There are still 7,200 internally displaced and socially vulnerable persons living in Bosnian collective centres, the Union for Sustainable Return and Integrations said in a statement marking International Human Rights Day, calling on authorities to implement the project of constructing 2,600 housing units in 45 cities which a loan was secured for from the Council of Europe Development Bank (CEB).
“Even 25 years after the Dayton Accords, ‘people without an address’ are waiting with less and less hope to get a roof over their heads and replace the collective centre with their home,” the head of the association, Mirhunisa Zukic, told the Fena news agency.
Throughout the past 25 years since the Dayton Peace Agreement was signed, some of those who came to Bosnian collective centres have become adults and now their children are also growing up there, which means that “practically three generations” have been living in “refugee conditions” so far.
“Now grandmothers and grandfathers are living together with their children and grandchildren in collective centres. Most of the people staying there, who belong to all ethnic groups, are elderly and sick, displaced with either minimum or no income,” Zukic said.

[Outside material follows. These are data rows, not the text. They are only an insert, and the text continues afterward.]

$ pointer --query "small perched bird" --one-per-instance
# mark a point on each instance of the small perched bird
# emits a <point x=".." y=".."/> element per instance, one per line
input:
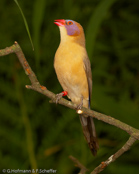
<point x="73" y="71"/>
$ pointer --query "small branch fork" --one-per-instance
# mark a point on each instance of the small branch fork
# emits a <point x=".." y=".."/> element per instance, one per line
<point x="35" y="85"/>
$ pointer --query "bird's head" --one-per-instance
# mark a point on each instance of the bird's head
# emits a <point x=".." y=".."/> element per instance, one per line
<point x="70" y="30"/>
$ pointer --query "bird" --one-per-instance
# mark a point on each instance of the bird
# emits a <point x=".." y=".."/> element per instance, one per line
<point x="73" y="70"/>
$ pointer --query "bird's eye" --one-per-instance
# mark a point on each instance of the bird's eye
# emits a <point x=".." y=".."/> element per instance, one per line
<point x="70" y="23"/>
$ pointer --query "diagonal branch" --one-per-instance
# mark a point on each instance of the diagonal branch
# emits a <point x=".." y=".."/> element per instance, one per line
<point x="35" y="85"/>
<point x="83" y="169"/>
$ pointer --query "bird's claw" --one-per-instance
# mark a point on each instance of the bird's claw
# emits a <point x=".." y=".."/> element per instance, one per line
<point x="60" y="95"/>
<point x="79" y="107"/>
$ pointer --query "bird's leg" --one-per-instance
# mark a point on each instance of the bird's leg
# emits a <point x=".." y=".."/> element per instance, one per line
<point x="60" y="95"/>
<point x="80" y="105"/>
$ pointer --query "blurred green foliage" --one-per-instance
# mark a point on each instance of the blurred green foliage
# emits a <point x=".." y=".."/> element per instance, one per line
<point x="37" y="134"/>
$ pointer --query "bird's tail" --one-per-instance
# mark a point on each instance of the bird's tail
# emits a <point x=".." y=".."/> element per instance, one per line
<point x="89" y="133"/>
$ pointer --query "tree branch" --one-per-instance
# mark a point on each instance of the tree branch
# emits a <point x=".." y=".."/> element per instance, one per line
<point x="35" y="85"/>
<point x="79" y="165"/>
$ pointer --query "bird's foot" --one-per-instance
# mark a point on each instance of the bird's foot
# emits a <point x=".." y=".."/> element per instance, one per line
<point x="79" y="107"/>
<point x="60" y="95"/>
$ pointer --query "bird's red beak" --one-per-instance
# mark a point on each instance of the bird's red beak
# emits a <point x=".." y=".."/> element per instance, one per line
<point x="59" y="22"/>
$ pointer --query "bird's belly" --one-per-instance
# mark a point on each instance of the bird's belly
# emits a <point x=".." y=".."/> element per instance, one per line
<point x="72" y="78"/>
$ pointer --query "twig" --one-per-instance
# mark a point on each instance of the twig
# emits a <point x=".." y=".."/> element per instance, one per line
<point x="35" y="85"/>
<point x="112" y="158"/>
<point x="79" y="165"/>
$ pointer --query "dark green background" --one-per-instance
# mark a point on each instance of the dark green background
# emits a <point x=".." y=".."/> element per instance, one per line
<point x="35" y="133"/>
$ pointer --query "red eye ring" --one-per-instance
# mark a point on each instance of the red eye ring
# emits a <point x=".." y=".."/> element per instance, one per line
<point x="69" y="23"/>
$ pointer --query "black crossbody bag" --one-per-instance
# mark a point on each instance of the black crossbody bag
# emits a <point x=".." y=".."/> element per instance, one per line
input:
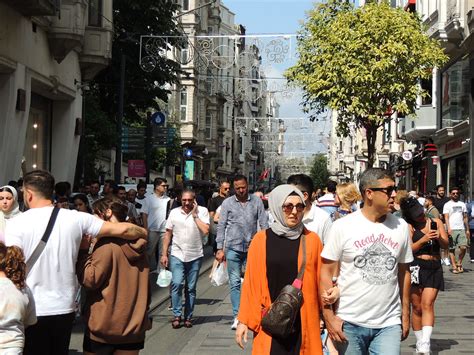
<point x="42" y="243"/>
<point x="278" y="320"/>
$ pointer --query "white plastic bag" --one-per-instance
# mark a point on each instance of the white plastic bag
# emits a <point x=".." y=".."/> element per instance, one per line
<point x="220" y="276"/>
<point x="164" y="278"/>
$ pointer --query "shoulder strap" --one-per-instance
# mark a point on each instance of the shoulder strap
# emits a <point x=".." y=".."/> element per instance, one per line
<point x="42" y="243"/>
<point x="303" y="262"/>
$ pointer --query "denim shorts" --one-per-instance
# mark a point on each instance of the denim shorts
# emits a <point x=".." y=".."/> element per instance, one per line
<point x="459" y="239"/>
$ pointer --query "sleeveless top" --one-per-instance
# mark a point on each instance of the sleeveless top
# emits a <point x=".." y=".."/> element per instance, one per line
<point x="430" y="248"/>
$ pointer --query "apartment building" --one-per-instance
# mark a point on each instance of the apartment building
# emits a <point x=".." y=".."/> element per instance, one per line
<point x="48" y="50"/>
<point x="222" y="96"/>
<point x="441" y="131"/>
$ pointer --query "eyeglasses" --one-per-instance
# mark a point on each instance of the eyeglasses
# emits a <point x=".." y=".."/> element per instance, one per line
<point x="388" y="190"/>
<point x="288" y="208"/>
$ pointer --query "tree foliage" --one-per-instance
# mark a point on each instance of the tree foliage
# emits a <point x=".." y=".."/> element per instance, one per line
<point x="319" y="171"/>
<point x="364" y="63"/>
<point x="131" y="20"/>
<point x="144" y="91"/>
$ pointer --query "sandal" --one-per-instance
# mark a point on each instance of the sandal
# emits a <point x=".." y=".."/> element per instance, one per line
<point x="176" y="322"/>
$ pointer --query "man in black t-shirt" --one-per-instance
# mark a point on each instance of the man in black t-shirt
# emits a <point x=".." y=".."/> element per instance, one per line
<point x="214" y="204"/>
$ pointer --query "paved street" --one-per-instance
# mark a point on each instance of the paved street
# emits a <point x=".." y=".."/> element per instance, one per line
<point x="453" y="332"/>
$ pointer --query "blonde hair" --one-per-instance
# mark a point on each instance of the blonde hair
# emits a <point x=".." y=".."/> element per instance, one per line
<point x="348" y="195"/>
<point x="12" y="263"/>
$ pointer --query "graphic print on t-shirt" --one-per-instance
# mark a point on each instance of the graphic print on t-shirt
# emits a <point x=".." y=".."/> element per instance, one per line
<point x="376" y="262"/>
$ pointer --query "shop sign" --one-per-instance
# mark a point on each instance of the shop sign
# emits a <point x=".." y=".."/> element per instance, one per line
<point x="136" y="168"/>
<point x="407" y="155"/>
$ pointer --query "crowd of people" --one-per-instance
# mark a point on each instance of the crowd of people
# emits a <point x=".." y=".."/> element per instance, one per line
<point x="366" y="260"/>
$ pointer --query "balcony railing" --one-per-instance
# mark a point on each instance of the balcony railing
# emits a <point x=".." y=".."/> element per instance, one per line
<point x="422" y="126"/>
<point x="35" y="7"/>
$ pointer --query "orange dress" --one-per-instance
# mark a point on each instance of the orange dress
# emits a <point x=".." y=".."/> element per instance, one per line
<point x="255" y="295"/>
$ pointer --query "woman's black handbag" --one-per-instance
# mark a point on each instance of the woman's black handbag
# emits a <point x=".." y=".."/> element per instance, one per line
<point x="279" y="319"/>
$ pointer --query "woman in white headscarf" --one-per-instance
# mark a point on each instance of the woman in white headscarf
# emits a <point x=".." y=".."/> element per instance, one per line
<point x="9" y="207"/>
<point x="273" y="261"/>
<point x="9" y="202"/>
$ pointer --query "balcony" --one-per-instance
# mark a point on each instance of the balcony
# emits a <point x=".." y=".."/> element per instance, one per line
<point x="35" y="7"/>
<point x="422" y="126"/>
<point x="96" y="51"/>
<point x="67" y="32"/>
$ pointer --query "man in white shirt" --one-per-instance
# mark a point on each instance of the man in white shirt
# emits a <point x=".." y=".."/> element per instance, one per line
<point x="185" y="228"/>
<point x="154" y="211"/>
<point x="373" y="249"/>
<point x="455" y="216"/>
<point x="52" y="278"/>
<point x="314" y="219"/>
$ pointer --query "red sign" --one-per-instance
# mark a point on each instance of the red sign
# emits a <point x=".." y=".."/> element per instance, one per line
<point x="136" y="168"/>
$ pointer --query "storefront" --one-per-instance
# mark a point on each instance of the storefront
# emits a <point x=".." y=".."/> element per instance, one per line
<point x="37" y="151"/>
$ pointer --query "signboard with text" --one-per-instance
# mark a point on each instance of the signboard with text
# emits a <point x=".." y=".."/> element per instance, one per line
<point x="136" y="168"/>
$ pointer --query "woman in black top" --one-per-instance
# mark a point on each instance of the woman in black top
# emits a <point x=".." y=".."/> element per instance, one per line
<point x="428" y="237"/>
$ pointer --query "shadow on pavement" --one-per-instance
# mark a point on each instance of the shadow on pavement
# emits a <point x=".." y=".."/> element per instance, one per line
<point x="212" y="319"/>
<point x="207" y="301"/>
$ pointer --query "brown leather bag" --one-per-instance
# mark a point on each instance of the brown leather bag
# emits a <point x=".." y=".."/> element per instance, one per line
<point x="279" y="319"/>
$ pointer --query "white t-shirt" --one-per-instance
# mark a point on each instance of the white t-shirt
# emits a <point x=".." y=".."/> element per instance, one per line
<point x="155" y="209"/>
<point x="53" y="278"/>
<point x="186" y="244"/>
<point x="318" y="221"/>
<point x="369" y="254"/>
<point x="17" y="311"/>
<point x="456" y="212"/>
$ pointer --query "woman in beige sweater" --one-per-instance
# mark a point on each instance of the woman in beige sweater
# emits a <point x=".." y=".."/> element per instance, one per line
<point x="115" y="276"/>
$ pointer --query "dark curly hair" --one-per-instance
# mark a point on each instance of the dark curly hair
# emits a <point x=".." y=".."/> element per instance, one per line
<point x="12" y="263"/>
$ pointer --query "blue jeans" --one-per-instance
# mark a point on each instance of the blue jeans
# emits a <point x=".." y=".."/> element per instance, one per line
<point x="236" y="260"/>
<point x="182" y="271"/>
<point x="362" y="341"/>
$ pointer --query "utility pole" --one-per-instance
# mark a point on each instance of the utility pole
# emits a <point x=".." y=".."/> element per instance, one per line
<point x="118" y="149"/>
<point x="148" y="146"/>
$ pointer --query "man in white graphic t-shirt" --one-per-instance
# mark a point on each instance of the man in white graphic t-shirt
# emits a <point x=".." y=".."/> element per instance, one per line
<point x="373" y="249"/>
<point x="455" y="216"/>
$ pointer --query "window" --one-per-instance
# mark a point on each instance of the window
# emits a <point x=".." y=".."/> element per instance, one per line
<point x="183" y="105"/>
<point x="185" y="6"/>
<point x="455" y="92"/>
<point x="184" y="58"/>
<point x="37" y="149"/>
<point x="95" y="13"/>
<point x="427" y="86"/>
<point x="209" y="82"/>
<point x="208" y="130"/>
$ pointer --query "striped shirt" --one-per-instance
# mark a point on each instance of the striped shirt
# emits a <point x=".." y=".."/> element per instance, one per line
<point x="238" y="222"/>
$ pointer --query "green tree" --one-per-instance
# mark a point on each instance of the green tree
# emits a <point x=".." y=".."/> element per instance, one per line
<point x="131" y="20"/>
<point x="365" y="63"/>
<point x="144" y="91"/>
<point x="319" y="171"/>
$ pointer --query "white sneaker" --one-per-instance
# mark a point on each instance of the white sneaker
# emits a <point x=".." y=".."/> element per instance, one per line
<point x="423" y="348"/>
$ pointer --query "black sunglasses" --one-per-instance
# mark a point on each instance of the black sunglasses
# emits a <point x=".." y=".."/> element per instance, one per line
<point x="288" y="208"/>
<point x="388" y="190"/>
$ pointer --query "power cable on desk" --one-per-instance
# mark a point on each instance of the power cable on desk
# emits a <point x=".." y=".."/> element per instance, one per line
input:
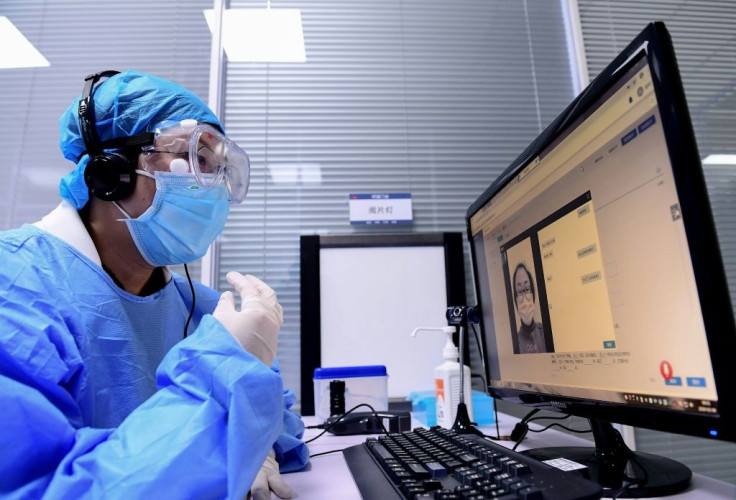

“Therefore, on the occasion of the International Human Rights Day, the Union expresses its expectation and sends a message to the authorities to implement the project of building 2,600 housing units in 45 cities, including the Brcko District, for which a loan has been secured from the European Development Bank (CEB),” the association said.
This would mean that people from collective centres finally exercise the elementary right to a home.